Technology as Friend, Foe, or Partner?
The latest book by MIT researchers Andrew McAfee and Erik Brynjolfsson explores the human/machine relationship and how businesses can prepare for the changes that the next 10 years will bring.
We live in an age of fear. Start with the big picture, ISIS, the ideological divide in Washington, and the turbulent economic/business environment.
However, fear really centers locally in us as individuals. We internalize everything that happens in the big picture and frame it for our own little world. We never lose sight of the key questions: What does this mean to me? What happens to me in a few years? To my family?
Crop the big picture down just a bit so we are focusing on technology. Golly, gee, we love our technology.
The supercomputer of a phone in our pocket becomes a dinner companion, even on date night with someone special. Google and Siri feed us a world of facts that help us close big business deals or search for movie and sports trivia. Technology fuels automation. A few clicks and that latest gadget is on its way from Amazon, the only human touch points coming when it is loaded and unloaded by next-day delivery services. The money to pay for it? All digital.

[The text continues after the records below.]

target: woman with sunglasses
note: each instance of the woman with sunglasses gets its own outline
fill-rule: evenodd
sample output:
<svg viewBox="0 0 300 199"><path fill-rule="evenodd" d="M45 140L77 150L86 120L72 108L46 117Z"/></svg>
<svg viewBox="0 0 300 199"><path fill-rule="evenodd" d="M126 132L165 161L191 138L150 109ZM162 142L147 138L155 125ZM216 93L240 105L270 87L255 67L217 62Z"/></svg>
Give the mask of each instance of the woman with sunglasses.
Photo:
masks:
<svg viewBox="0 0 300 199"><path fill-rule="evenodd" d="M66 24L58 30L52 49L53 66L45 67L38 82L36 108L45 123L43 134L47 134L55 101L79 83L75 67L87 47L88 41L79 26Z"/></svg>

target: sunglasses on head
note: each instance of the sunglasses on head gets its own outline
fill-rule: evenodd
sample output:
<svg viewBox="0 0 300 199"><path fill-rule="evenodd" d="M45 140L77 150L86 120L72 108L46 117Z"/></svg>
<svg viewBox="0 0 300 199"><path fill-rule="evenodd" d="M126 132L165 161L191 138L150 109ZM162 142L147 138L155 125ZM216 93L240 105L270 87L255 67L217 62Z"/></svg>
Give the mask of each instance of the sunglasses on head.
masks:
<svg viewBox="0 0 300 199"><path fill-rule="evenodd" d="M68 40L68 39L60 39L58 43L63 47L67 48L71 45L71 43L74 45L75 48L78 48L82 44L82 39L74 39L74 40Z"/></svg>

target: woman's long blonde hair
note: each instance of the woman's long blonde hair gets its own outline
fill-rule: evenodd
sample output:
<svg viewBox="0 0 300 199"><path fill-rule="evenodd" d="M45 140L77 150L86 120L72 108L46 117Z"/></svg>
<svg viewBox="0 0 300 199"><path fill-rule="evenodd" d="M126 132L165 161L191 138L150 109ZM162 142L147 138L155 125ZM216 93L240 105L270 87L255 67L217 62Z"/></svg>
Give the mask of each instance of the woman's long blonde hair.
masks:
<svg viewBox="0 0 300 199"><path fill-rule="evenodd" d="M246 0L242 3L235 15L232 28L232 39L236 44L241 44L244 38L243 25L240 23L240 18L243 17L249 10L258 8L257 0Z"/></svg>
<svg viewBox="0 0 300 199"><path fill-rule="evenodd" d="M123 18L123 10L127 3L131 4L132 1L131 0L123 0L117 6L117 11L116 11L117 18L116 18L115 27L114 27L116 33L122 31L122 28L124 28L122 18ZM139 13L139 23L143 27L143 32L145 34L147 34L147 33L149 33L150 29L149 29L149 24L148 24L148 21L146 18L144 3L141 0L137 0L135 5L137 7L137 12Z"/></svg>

But there can be a dark side to technology and automation. We recognize it every time we read about a data breach, and the uncertainty is slowly bleeding into other aspects of life. There's a buzz these days about whether AI-based machines will replace humans in the workplace. If tech catches up to our company, will we still have a job? That job is what makes everything else possible.
MIT researchers and thought leaders Andrew McAfee and Erik Brynjolfsson have studied this dynamic extensively, looking at the relationship between humans and machines for about a decade. They have explored how computers, robots, and data are impacting business, the workplace, and our lives.
Their latest book, being released today, is Machine, Platform, Crowd: Harnessing Our Digital Future.
McAfee provided a taste of the work in his keynote address at last month's Interop ITX conference. Then, he highlighted how Google Deepmind's AlphaGo defeated the world's best Go player. He discussed how companies such as Uber and AirBnB have disrupted industries despite having virtually no traditional corporate assets.
A preview of the new book on Amazon opens with some of the same points, setting the stage for a discussion of how businesses can prepare for the changes that have already established a pretty solid foothold in the business world and in our lives as consumers and workers.
The authors said we are in "Phase 2 of the 2nd Machine Age," noting, "First, it's a time when technologies are demonstrating that they can do work that we've never thought of as pre-programmed or routine. Second, hundreds of millions of people started to have powerful, flexible and connected computers with them at all times."
The authors go on to describe the "counterparts" that traditional business structures have in the emerging digital world. Think of the human "mind" as pairing with machine intelligence, something that is already part of the work environment with accountants relying on spreadsheets and robots supplementing the human workforce on the factory floor.
Traditional "products" have a counterpart in what the authors call the "platform," or the services that have become central to so many companies, new and old. Then, there is the existing "core" of a business, a company's knowledge, processes, expertise and capabilities. The core's counterpart is the "crowd," which you can think of as the crowd-sourcing concept that emerged a decade ago, but is now much bigger with machines sharing knowledge and ideas.
Does all of this mean a computer will replace you in the office? It doesn't have to. The authors seem to lean toward the idea that technology will augment, not replace human workers.
"We're not going to tell you that minds, products, and core are obsolete, or headed that way. Such a claim would be absurd. As we'll show repeatedly, human abilities, excellent goods and services, and strong organizational capabilities remain essential to business success," Brynjolfsson and McAfee wrote in their first chapter. "Companies need to rethink the balance between minds and machines, between products and platforms, and between the core and the crowd."
They make an interesting point about the role of machines in business, placing the burden of deciding to replace humans with machines on people -- the businesses -- writing, "Technology is a tool. That is true whether it's a hammer or a deep neural network. Tools don't decide what happens to people. We decide."